We are not alarmed by these apparent conflicts. Scripture does not change while the findings of science do. We believe that any current differences are temporary and that the findings of science will ultimately confirm the Scriptural account.

Does Christ the Redeemer Church have a position on Sabbath observance?

We believe that the Sabbath is a day of rest (Exodus 20:9–11) and a day of celebration for all the Lord has done on our behalf (Mark 2:27). The rest should involve a cessation of our regular work one day a week. This celebration of the Sabbath should involve regular gatherings of the saints (Hebrews 10:25) to worship. Christians may differ on the practical details of how they spend the day, but all must make the day special – holy to the Lord. Beyond that, we are exhorted by the Apostle Paul not to judge one another on our Sabbath observance (Colossians 2:16, Romans 14:5-6).
What type of music is sung at Christ the Redeemer Church?
The Apostle Paul exhorts us to sing “psalms, hymns, and spiritual songs” (Colossians 3:16, Ephesians 5:19). We believe this phrase is referring to wide array of musical forms acceptable in public worship. Accordingly, it is our practice to sing Psalms, great hymns of the faith, and new songs which are excellent, Biblical, and which encourage us to worship with our spirit as well as our mind (Phil. 4:8, 1 Cor. 14:15).

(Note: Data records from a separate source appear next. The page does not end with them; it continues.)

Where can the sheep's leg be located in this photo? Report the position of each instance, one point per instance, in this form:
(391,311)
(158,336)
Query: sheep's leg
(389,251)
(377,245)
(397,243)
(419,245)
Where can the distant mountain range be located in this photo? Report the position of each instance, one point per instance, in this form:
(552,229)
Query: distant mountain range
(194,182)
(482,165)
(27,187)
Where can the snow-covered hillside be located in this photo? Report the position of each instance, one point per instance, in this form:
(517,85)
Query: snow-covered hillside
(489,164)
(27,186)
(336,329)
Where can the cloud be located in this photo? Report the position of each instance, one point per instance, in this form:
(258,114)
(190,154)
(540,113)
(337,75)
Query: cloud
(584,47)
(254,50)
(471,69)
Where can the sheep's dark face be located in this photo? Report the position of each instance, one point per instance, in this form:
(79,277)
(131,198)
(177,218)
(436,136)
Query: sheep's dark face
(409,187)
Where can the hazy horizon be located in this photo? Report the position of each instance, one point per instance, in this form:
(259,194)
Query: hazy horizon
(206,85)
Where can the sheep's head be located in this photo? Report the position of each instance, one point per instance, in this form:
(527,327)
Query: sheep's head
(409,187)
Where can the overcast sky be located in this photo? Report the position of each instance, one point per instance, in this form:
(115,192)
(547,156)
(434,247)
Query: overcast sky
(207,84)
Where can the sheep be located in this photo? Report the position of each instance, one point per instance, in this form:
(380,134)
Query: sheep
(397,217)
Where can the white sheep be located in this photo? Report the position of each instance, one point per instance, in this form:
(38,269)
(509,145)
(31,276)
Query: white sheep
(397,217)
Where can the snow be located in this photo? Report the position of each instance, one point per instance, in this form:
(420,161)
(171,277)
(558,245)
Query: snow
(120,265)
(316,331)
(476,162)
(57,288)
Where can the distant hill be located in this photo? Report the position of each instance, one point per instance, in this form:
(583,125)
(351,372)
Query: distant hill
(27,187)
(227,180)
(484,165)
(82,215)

Does Christ the Redeemer Church practice a formal liturgy?

A liturgy is simply the form of public worship practiced by a church. All churches whether by conscious design or by default have a liturgy. At Christ the Redeemer Church, we practice a form of liturgy known as a covenant renewal service, which provides opportunity for the congregation to respond to God’s word and service to us by singing, reading scripture aloud, and praying. While the liturgy at Christ the Redeemer Church is more structured than in some contemporary churches, it is not a “High Church” service.